Fearful the killing will unleash a new spiral of violence in the region blighted by decades of conflict, governments lined up to urge both sides to show restraint as the Palestinian militant group Hamas vowed an all-out war.

Amid a wave of fury in the Palestinian territories which drew thousands out onto the streets, Arab countries led initial outrage at Israel's dawn helicopter strike against the blind, wheelchair-bound, 67-year-old Sheikh in Gaza City.

But European and Asian leaders were swift to warn that the attack could herald a dangerous new phase in the dragging conflict, unresolved since the creation of Israel in 1948.

Israel had the right to defend itself from terrorism, British Foreign Secretary Jack Straw told reporters in Brussels ahead of an EU foreign ministers meeting called to discuss the fight on terrorism.

"But it is not entitled going for this kind of unlawful killing and we therefore condemn it," the British minister said.

"A measurable restraint is required and I don't believe Israel will benefit from the fact that this morning an (elderly man) in a wheelchair has been the target of assassination."

In a statement, EU foreign ministers condemned the assassination saying it had only poured oil on the tense situation and called for restraint.

"The assassination which has just been carried out has inflamed the situation," said the statement.

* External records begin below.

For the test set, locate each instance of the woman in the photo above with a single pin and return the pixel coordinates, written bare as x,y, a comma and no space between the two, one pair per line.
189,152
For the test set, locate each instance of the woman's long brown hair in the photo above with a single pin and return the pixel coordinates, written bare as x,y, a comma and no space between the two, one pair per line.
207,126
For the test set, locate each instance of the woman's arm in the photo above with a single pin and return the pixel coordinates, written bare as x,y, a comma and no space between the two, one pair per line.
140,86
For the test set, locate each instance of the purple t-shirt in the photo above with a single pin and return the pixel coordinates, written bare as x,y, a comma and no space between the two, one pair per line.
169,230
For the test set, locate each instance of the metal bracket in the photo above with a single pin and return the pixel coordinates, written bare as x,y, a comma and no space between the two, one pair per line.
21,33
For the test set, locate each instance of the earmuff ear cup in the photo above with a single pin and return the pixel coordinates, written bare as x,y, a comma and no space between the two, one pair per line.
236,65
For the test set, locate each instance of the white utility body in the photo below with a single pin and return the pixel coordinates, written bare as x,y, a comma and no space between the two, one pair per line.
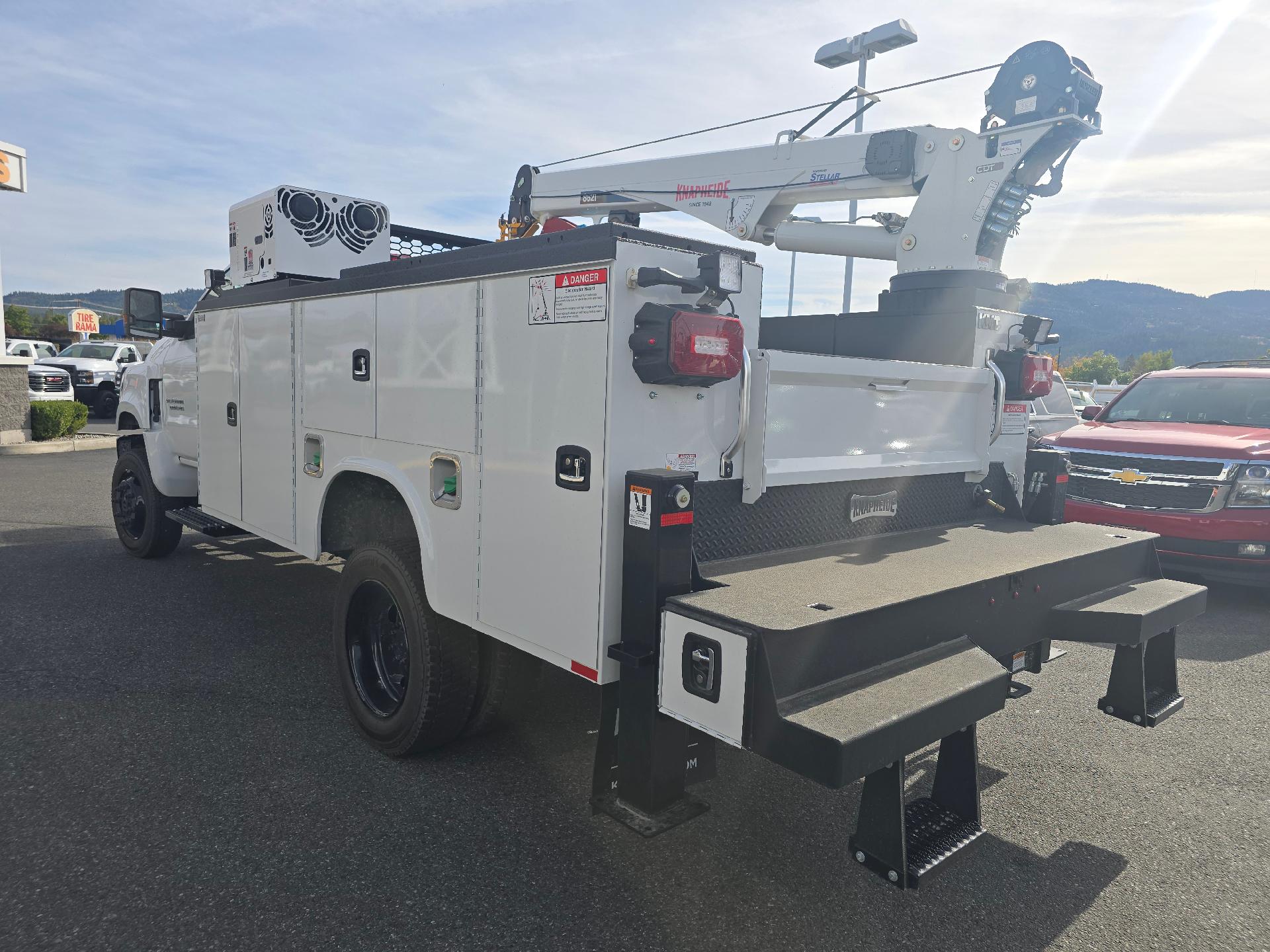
812,537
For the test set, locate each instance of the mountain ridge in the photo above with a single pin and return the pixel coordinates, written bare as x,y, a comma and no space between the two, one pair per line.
1117,317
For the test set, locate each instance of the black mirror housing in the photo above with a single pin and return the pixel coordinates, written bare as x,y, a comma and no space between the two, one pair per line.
178,327
143,313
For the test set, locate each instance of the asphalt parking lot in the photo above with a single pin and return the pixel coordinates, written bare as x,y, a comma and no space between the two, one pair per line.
177,772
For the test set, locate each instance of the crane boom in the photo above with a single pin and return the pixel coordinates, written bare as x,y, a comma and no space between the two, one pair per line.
972,188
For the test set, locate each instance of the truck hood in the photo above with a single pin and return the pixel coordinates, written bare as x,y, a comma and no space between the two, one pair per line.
80,364
1199,440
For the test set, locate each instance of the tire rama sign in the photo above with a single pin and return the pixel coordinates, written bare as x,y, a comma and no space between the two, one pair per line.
13,168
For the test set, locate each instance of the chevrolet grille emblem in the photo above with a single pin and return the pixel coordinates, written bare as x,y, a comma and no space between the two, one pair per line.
1129,476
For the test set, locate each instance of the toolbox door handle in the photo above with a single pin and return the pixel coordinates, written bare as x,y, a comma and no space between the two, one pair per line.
1000,416
361,365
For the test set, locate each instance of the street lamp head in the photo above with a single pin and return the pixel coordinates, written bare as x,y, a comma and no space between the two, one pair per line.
879,40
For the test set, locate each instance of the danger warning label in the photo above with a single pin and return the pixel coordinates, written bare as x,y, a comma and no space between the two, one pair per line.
570,298
638,509
1014,418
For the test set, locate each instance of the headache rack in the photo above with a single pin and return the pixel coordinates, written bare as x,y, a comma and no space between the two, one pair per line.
417,243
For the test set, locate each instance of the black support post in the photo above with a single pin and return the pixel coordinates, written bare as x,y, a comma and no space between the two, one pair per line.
1143,684
651,749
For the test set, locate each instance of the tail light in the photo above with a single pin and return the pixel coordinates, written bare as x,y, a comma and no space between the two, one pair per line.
1028,376
686,348
1038,375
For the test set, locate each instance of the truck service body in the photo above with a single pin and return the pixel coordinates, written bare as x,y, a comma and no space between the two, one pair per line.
821,539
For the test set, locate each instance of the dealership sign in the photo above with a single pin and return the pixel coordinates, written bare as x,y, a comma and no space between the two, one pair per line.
13,168
83,321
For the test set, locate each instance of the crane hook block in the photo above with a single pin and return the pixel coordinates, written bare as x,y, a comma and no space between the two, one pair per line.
1039,81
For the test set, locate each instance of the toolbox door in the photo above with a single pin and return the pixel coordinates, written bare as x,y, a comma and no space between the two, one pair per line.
267,419
220,463
544,387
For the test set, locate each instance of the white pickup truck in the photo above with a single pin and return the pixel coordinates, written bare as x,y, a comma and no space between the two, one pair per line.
95,367
818,539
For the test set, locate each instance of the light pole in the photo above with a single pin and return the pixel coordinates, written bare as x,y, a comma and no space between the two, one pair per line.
789,311
861,48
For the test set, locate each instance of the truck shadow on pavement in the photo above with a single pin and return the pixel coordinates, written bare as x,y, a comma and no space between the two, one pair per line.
205,787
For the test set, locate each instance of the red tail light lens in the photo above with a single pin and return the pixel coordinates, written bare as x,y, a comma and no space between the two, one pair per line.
705,346
1038,376
686,348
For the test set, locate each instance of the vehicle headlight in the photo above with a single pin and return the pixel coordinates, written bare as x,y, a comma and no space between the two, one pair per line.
1253,487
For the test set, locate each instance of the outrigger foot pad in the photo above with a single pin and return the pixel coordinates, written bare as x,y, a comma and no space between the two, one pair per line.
683,810
906,842
1143,684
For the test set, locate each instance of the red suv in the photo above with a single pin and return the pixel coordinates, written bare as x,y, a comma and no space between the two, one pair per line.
1184,454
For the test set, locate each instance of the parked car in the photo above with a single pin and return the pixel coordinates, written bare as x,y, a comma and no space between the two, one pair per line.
93,367
1053,413
48,383
16,347
1184,454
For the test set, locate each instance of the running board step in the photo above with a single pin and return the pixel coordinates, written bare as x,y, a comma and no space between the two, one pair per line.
906,842
194,518
1141,619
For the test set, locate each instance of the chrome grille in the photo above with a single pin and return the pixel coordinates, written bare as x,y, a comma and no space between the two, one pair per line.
48,383
1142,495
1146,463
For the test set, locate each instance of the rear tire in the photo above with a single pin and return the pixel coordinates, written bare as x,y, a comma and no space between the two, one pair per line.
140,509
507,678
408,677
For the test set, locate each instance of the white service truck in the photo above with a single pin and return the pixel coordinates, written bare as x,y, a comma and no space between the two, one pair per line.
820,539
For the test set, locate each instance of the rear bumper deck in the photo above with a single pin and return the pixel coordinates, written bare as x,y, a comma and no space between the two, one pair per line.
861,653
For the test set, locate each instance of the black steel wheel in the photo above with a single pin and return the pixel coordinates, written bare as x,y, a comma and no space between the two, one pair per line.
140,509
408,677
379,651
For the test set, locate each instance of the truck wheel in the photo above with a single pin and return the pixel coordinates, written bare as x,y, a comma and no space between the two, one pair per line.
507,678
108,404
140,509
408,678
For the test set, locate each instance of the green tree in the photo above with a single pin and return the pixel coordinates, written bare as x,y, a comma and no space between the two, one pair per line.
1099,367
18,321
1147,362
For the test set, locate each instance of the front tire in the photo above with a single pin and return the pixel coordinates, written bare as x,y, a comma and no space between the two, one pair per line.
408,677
108,404
140,509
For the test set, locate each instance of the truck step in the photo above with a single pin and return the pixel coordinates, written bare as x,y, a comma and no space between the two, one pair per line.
194,518
906,842
1140,619
850,728
1129,614
1143,684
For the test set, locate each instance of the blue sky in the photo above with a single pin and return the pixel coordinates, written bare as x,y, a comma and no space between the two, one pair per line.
145,121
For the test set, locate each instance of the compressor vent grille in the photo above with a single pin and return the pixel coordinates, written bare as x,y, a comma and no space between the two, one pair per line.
308,215
359,223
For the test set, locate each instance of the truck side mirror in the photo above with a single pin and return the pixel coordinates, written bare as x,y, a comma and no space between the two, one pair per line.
143,313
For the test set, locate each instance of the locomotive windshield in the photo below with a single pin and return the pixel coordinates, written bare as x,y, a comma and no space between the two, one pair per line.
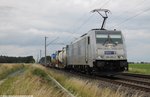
102,38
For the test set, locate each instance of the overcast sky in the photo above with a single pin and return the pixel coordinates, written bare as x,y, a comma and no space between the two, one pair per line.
25,23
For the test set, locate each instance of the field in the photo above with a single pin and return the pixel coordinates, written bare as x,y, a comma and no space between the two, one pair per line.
38,81
139,68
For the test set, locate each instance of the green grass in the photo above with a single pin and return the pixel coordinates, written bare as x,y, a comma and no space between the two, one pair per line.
139,68
7,69
87,88
33,81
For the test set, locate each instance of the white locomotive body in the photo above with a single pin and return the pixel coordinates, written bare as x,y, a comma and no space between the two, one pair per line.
98,50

In the first US reaction, White House national security adviser Condoleezza Rice said Washington "did not have advance warning" of the attack and repeated previous US calls for calm.

"We would just ask everyone to step back and do nothing that precludes a better day," Rice told Fox News.

Tens of thousands of Palestinians marched through the occupied territories early Monday, shouting, wailing with some toting guns.

Such scenes were repeated in Palestinian refugee camps in Lebanon, as Palestinian leader Yasser Arafat declared three days of mourning.